FIG. 11 shows power spectra of the AE signal obtained with the present design. FIG. 11A shows the spectrum of the AE signal obtained in the case where the framing and the auto scaling were effected; FIG. 11B shows the spectrum obtained by performing the FFT of 8192 sample points without the framing; and FIG. 11C shows the spectrum obtained by 14-bit fixed-point arithmetic FFT without involving the auto scaling means.


Figure 12a : Is a diagram showing the flow of an operation in a butterfly operation unit
for the micro fracture detector




Figure 12b : Is a diagram showing the flow of an operation in a butterfly operation unit
for the micro fracture detector




Figure 12c : Is a diagram showing the flow of an operation in a butterfly operation unit
for the micro fracture detector




Figure 12d : Is a diagram showing the flow of an operation in a butterfly operation unit
for the micro fracture detector




Figure 12e : Is a diagram showing the flow of an operation in a butterfly operation unit
for the micro fracture detector



FIG. 12A, FIG. 12B, FIG. 12C,FIG. 12D, and FIG. 12E show the butterfly algorithm steps.

From the foregoing embodiment it will be understood that the framing does not destroy the features of the AE signal spectrum but rather suppresses its minute variations observed in FIG. 11B to facilitate the discrimination of its features. Further, it is also seen that the provision of the auto scaling circuit 25 makes the 8-bit FFT comparable to the 14-bit fixed-point arithmetic FFT.

However, the auto scaling circuit 25 need not always be provided.
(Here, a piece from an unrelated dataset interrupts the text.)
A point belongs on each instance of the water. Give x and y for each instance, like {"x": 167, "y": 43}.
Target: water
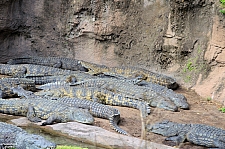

With such an arrangement as described in the foregoing, it is possible to make a real-time frequency analysis of an AE signal the amplitude and duration of which greatly differ with events and the frequency component of which ranges over as wide a band as 1 MHz. As illustrated in FIG. 1, the envelope of the frequency spectrum of the thus analyzed AE signal and a reference frequency spectrum pattern prestored in a reference memory 34 are compared by a comparator 35 and when a micro fracture is detected, or when the micro fracture is larger than a predetermined value, an indicator 36 provides a display or gives a warning.

In the case of storing the output of the accumulator 23 in the memory 24, the timing signal of the timing generator 18 is also stored in the memory 24 to indicate variations in the generated spectral power with time. In the case where the output of the accumulator 23 is stored in the memory 24 only when the AE signal is obtained through the use of the comparator 16, the memory 24 can be used effectively.

Incidentally, the auto scaling circuit 25 is applicable not only to the AE signal frequency analysis but also to other general FFT operations.